Did Napoleon’s defeat lead to the banality of the modern world? No, we created that – and in fact, there’s a good case that Napoleon’s ultimate influence is now more to be found in the realm of the imagination than in political reality. Napoleon left remarkably little political legacy. Gore Vidal mischievously jokes in his novel Burr that Thomas Jefferson had a far bigger impact on history than Napoleon: the American revolution actually lasted and is still admired today, though it is also in peril.
Napoleon in fact never could have united Europe, especially without being able to control the seas. George III and his brilliant Prime Minister William Pitt the Younger were not about to agree to it, and he was probably temperamentally ill-suited to the creation of anything lasting. Napoleon’s bout of conquests came in the wake of the French revolution and since we to some extent inhabit the aftermath of those times, we can hardly access now the note of dismay across Europe at the idea of the old medieval order being so absolutely swept away.
Very occasionally, we glimpse what we were fighting for in opposing Napoleon. Napoleon’s greatest contemporaries have all had a subtle but real influence – in fact their comparative gentleness is liable to make us underestimate them. Arguably, the greatest of them was William Pitt the Younger, whose quiet conservatism and remarkable financial competence have had their own legacy. Pitt, like most of his contemporaries, believed in the monarchy, and although the monarchy has been watered down to a considerable extent, we saw in the coronation of Charles III last year how it has continued – and how its symbolism is even in many respects unchanged. Conservatism has had its victories too; we live in the time of Charles III as much as in the era of Rishi Sunak.

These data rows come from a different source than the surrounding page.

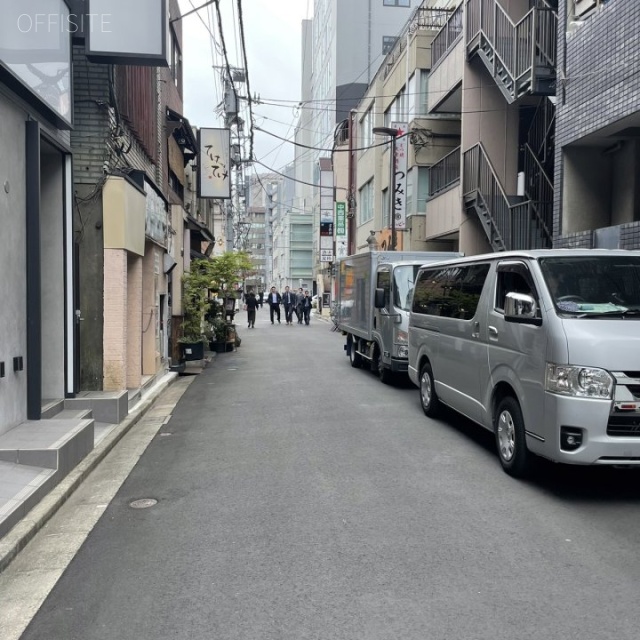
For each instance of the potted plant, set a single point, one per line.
(218, 341)
(195, 300)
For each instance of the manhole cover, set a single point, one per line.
(143, 503)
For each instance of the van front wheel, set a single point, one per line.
(428, 396)
(514, 456)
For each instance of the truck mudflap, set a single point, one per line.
(400, 365)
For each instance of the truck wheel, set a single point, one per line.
(354, 358)
(428, 396)
(514, 456)
(383, 373)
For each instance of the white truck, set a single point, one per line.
(372, 305)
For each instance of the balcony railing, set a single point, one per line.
(447, 36)
(444, 173)
(423, 19)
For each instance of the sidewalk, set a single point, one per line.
(17, 538)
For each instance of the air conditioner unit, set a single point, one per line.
(582, 7)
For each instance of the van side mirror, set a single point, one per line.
(521, 307)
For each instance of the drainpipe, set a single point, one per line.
(351, 213)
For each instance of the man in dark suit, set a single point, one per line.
(274, 299)
(289, 302)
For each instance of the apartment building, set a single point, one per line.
(94, 220)
(396, 102)
(494, 63)
(597, 155)
(342, 48)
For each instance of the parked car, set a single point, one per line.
(540, 347)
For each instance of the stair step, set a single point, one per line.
(57, 444)
(107, 406)
(73, 414)
(22, 487)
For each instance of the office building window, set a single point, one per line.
(387, 44)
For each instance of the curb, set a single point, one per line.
(22, 533)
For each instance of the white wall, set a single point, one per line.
(13, 341)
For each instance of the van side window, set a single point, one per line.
(452, 292)
(383, 281)
(513, 279)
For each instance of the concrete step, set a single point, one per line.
(106, 406)
(50, 408)
(34, 457)
(21, 488)
(52, 444)
(73, 414)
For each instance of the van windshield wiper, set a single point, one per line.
(619, 313)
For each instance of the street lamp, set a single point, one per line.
(392, 133)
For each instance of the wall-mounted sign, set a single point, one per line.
(128, 32)
(156, 216)
(35, 55)
(326, 210)
(214, 180)
(341, 230)
(400, 197)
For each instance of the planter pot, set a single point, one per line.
(192, 350)
(218, 347)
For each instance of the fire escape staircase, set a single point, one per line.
(509, 222)
(521, 56)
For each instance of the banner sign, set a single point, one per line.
(326, 213)
(400, 196)
(35, 52)
(214, 180)
(341, 230)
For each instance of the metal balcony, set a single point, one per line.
(521, 56)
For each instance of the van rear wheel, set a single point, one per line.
(428, 396)
(515, 458)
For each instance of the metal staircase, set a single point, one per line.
(509, 222)
(521, 56)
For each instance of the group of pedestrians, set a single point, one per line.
(294, 303)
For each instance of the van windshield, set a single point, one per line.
(404, 280)
(594, 286)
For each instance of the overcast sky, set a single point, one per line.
(272, 34)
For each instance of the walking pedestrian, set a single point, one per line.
(251, 304)
(274, 301)
(306, 307)
(299, 300)
(289, 303)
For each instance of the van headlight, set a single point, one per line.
(402, 337)
(403, 352)
(580, 382)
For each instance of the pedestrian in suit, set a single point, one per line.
(289, 302)
(251, 304)
(306, 307)
(274, 299)
(299, 299)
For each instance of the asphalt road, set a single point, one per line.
(299, 498)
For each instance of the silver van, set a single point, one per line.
(541, 347)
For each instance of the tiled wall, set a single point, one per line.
(598, 81)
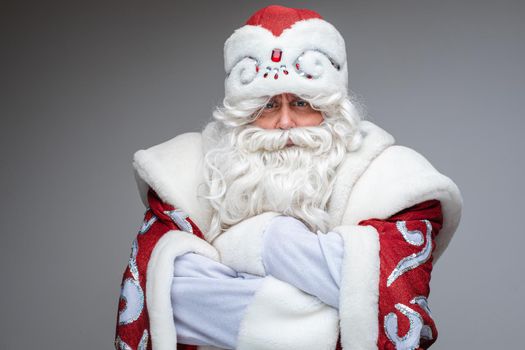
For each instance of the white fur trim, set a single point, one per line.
(375, 140)
(240, 247)
(174, 169)
(251, 46)
(400, 178)
(359, 292)
(158, 283)
(281, 317)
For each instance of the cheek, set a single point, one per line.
(312, 119)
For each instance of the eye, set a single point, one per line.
(301, 103)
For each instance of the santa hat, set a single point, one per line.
(282, 49)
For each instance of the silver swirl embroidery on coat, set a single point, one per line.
(180, 218)
(311, 63)
(410, 341)
(146, 225)
(143, 343)
(426, 331)
(414, 237)
(133, 268)
(413, 260)
(120, 345)
(133, 296)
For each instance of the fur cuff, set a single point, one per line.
(240, 247)
(283, 317)
(359, 297)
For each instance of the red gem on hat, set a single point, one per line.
(276, 55)
(277, 18)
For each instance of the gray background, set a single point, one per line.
(85, 84)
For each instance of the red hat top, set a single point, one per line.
(277, 18)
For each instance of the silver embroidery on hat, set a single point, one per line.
(311, 64)
(410, 341)
(413, 260)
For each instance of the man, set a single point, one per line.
(288, 223)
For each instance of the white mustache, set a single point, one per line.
(256, 139)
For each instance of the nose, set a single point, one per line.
(286, 120)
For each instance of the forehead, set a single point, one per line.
(287, 95)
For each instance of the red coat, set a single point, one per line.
(396, 215)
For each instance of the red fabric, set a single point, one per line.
(132, 332)
(413, 283)
(277, 18)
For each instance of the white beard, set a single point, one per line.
(251, 171)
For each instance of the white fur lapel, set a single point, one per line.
(174, 169)
(377, 180)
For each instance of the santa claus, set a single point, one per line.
(289, 222)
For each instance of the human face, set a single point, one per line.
(286, 111)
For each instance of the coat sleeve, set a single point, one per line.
(145, 318)
(385, 280)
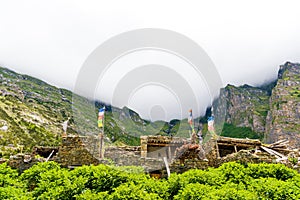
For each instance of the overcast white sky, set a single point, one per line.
(246, 40)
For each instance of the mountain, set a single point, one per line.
(283, 120)
(270, 112)
(32, 113)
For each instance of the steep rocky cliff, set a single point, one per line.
(283, 120)
(246, 106)
(272, 110)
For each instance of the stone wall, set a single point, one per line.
(74, 152)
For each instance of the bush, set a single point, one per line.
(230, 181)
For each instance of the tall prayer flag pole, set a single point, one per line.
(101, 126)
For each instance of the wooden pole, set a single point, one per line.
(101, 145)
(101, 140)
(167, 166)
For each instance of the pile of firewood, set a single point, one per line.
(279, 149)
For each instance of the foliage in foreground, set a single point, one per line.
(230, 181)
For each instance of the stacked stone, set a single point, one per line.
(73, 152)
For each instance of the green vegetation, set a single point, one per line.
(230, 181)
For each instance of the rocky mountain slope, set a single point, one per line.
(283, 120)
(32, 113)
(272, 111)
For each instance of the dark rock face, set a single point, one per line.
(272, 110)
(246, 106)
(283, 120)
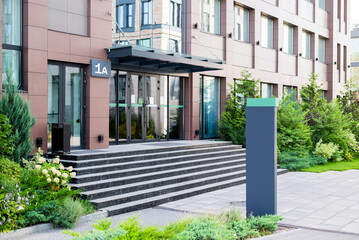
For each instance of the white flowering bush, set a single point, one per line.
(11, 205)
(54, 173)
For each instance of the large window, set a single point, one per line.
(173, 45)
(210, 16)
(175, 14)
(241, 24)
(306, 44)
(144, 42)
(321, 50)
(267, 32)
(11, 41)
(146, 12)
(126, 15)
(267, 90)
(291, 91)
(322, 4)
(288, 39)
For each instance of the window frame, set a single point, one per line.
(243, 34)
(269, 32)
(149, 13)
(18, 48)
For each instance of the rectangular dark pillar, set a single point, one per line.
(261, 163)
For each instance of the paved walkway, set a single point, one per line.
(326, 202)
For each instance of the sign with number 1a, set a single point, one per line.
(100, 68)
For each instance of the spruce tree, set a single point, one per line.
(13, 106)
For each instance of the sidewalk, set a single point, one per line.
(325, 201)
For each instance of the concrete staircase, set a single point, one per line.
(126, 181)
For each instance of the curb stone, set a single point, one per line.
(19, 233)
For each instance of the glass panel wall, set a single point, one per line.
(176, 111)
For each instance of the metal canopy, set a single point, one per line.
(134, 56)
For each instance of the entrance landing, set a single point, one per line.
(147, 146)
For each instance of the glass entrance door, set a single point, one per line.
(65, 100)
(145, 107)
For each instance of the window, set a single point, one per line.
(321, 50)
(11, 41)
(306, 44)
(267, 32)
(144, 42)
(322, 4)
(210, 16)
(288, 39)
(173, 45)
(241, 24)
(146, 12)
(290, 90)
(176, 14)
(126, 15)
(267, 90)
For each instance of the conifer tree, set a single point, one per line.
(13, 106)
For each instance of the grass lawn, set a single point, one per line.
(335, 166)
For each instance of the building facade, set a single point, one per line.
(47, 46)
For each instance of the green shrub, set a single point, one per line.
(6, 137)
(293, 132)
(233, 121)
(295, 161)
(326, 150)
(202, 228)
(9, 169)
(13, 106)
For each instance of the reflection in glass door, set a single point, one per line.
(65, 100)
(209, 102)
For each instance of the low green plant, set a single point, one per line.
(9, 169)
(295, 161)
(6, 136)
(326, 150)
(293, 132)
(13, 106)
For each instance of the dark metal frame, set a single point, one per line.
(62, 72)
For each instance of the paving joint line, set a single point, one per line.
(316, 229)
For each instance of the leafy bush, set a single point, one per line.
(293, 132)
(13, 106)
(233, 120)
(326, 150)
(9, 169)
(312, 99)
(6, 137)
(296, 161)
(203, 228)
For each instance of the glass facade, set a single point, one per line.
(241, 24)
(267, 32)
(211, 15)
(175, 14)
(209, 106)
(11, 41)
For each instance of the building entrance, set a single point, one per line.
(145, 107)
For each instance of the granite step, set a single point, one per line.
(203, 164)
(137, 186)
(154, 162)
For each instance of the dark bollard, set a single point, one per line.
(261, 164)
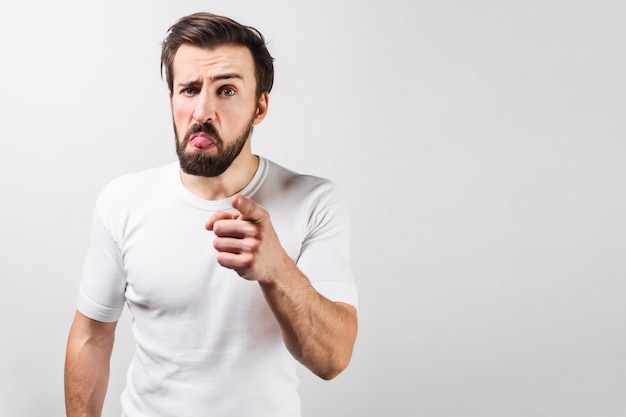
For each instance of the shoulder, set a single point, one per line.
(289, 183)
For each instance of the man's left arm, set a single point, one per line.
(318, 332)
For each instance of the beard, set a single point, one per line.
(203, 165)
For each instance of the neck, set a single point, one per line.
(233, 180)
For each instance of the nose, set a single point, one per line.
(204, 111)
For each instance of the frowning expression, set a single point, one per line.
(214, 106)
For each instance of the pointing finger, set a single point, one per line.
(220, 216)
(249, 210)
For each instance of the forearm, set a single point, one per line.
(318, 332)
(87, 371)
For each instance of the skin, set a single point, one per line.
(218, 86)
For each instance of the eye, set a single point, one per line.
(227, 91)
(189, 91)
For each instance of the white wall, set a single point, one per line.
(480, 145)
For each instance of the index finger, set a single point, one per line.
(220, 215)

Similarly, we can see how the Founding Fathers of the United States, also Napoleon’s contemporaries, remain in the collective consciousness in a more meaningful way. Napoleon is a kind of a blaze, but he never, as Jefferson did, defined a philosophy. Life, liberty and the pursuit of happiness may in some way be a limited goal for a government to espouse – but it has been remarkably durable. Similarly, the financial system created by Alexander Hamilton has endured – and there is now a musical to show for it.

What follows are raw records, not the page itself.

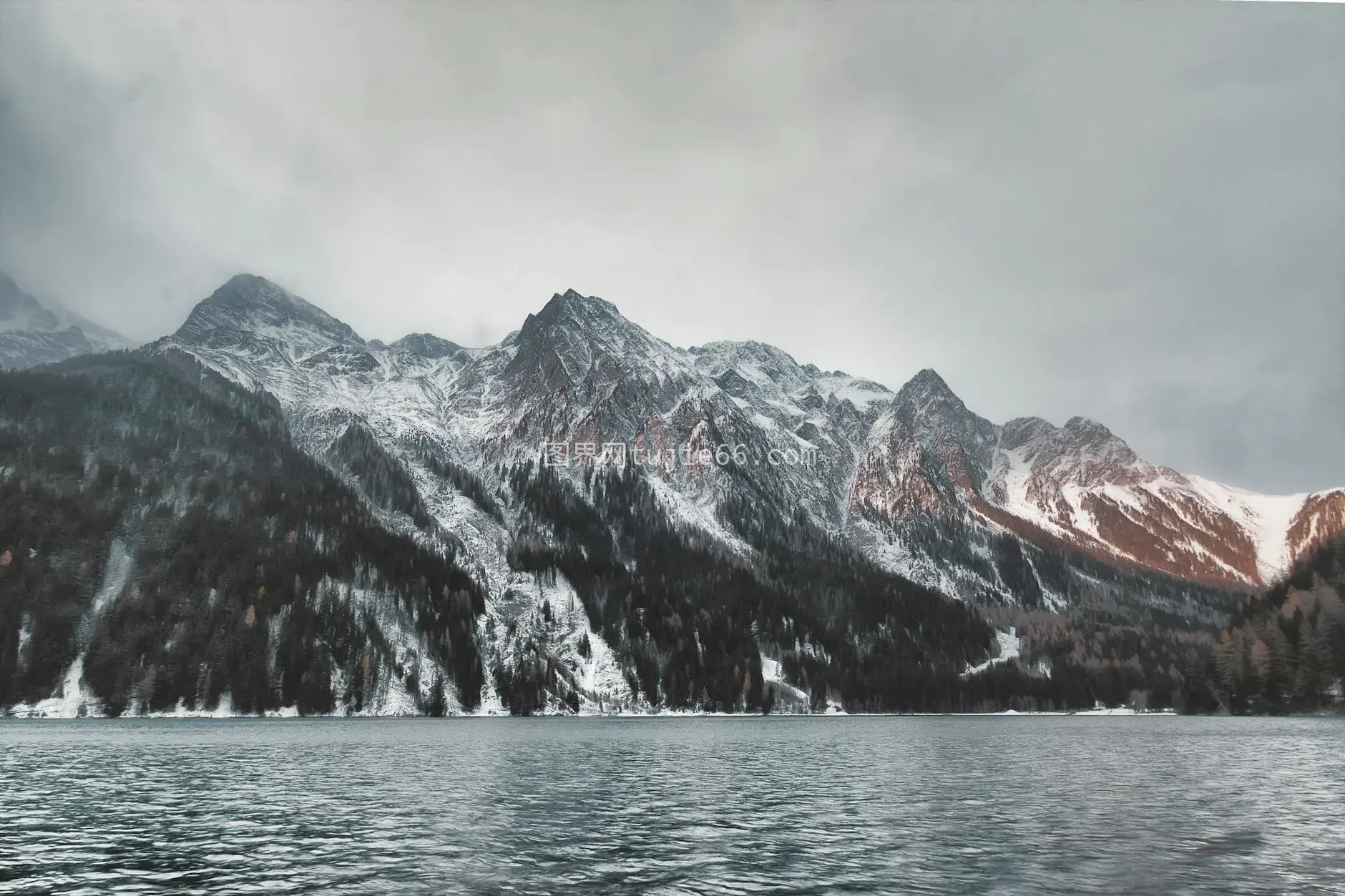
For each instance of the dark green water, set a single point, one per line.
(943, 805)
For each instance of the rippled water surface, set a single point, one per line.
(934, 805)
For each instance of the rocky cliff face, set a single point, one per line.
(33, 333)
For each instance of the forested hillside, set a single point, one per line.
(1283, 650)
(165, 545)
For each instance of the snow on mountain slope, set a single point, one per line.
(1077, 486)
(577, 370)
(33, 333)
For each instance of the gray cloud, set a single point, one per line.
(1134, 213)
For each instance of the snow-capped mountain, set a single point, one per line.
(1082, 488)
(770, 534)
(33, 333)
(580, 372)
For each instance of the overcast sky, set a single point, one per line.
(1134, 213)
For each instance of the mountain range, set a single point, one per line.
(770, 534)
(34, 333)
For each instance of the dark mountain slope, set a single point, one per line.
(163, 544)
(1285, 649)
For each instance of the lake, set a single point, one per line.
(776, 805)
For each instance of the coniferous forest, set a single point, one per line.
(253, 569)
(159, 525)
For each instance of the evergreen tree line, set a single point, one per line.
(1283, 650)
(244, 552)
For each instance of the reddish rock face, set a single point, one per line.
(1079, 486)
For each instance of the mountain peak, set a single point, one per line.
(426, 345)
(35, 333)
(248, 305)
(573, 303)
(927, 383)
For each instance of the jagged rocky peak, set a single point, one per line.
(755, 361)
(248, 305)
(19, 310)
(428, 346)
(1088, 448)
(585, 333)
(927, 404)
(33, 333)
(929, 386)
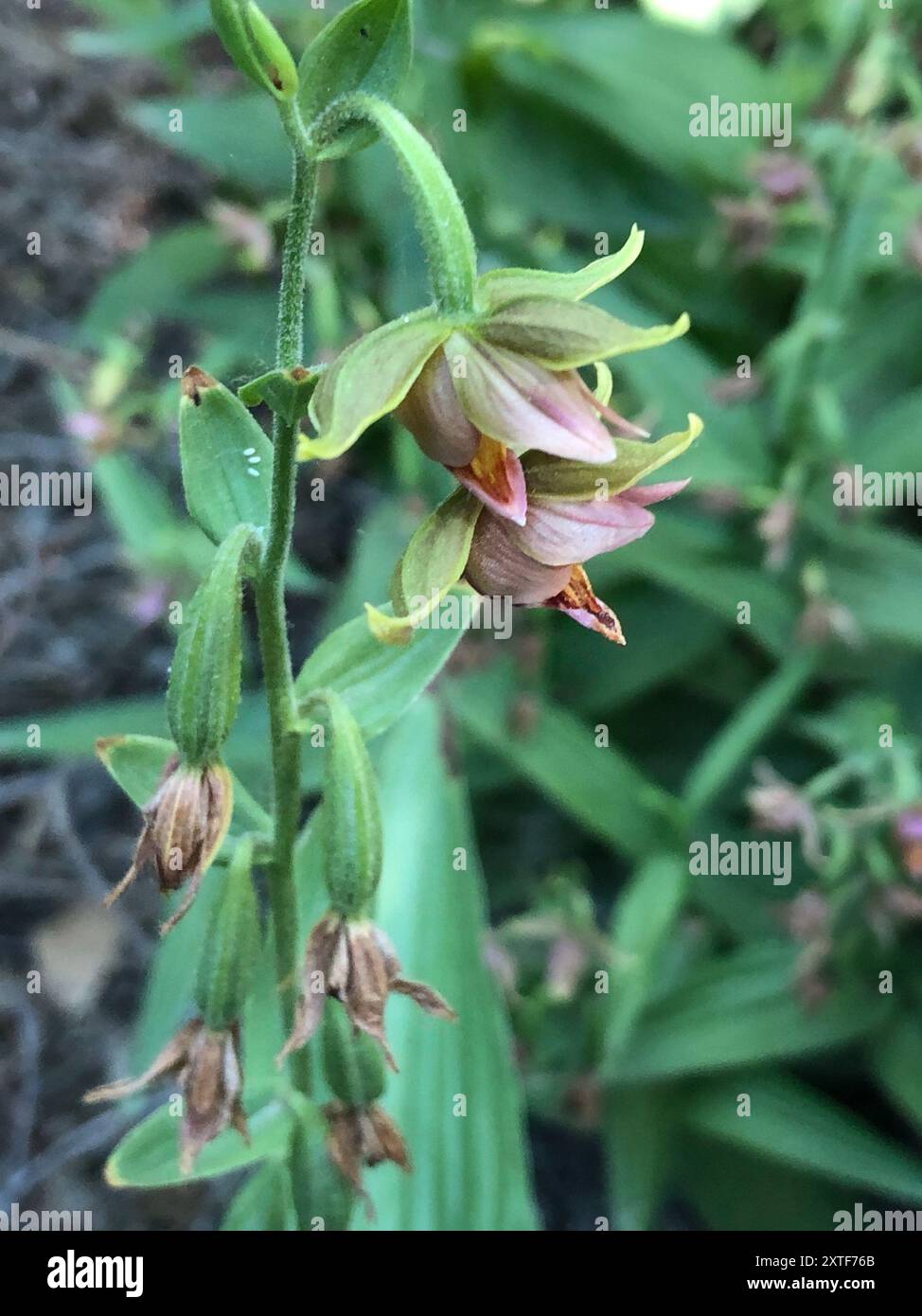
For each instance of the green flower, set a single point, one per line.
(480, 391)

This isn’t to say that Napoleon is without concrete political achievements: in education with the creation of the University of France, and of course in law, he had remarkable impact. His love of books is an appealing thing about him, as is his occasional generosity when in power to those who had helped him on the way up. But Napoleon remains a riddle – since he opens up with startling immediacy onto the riddle of ourselves. If we ask what we really think of him, I suspect Enlai was right. It’s too soon to say.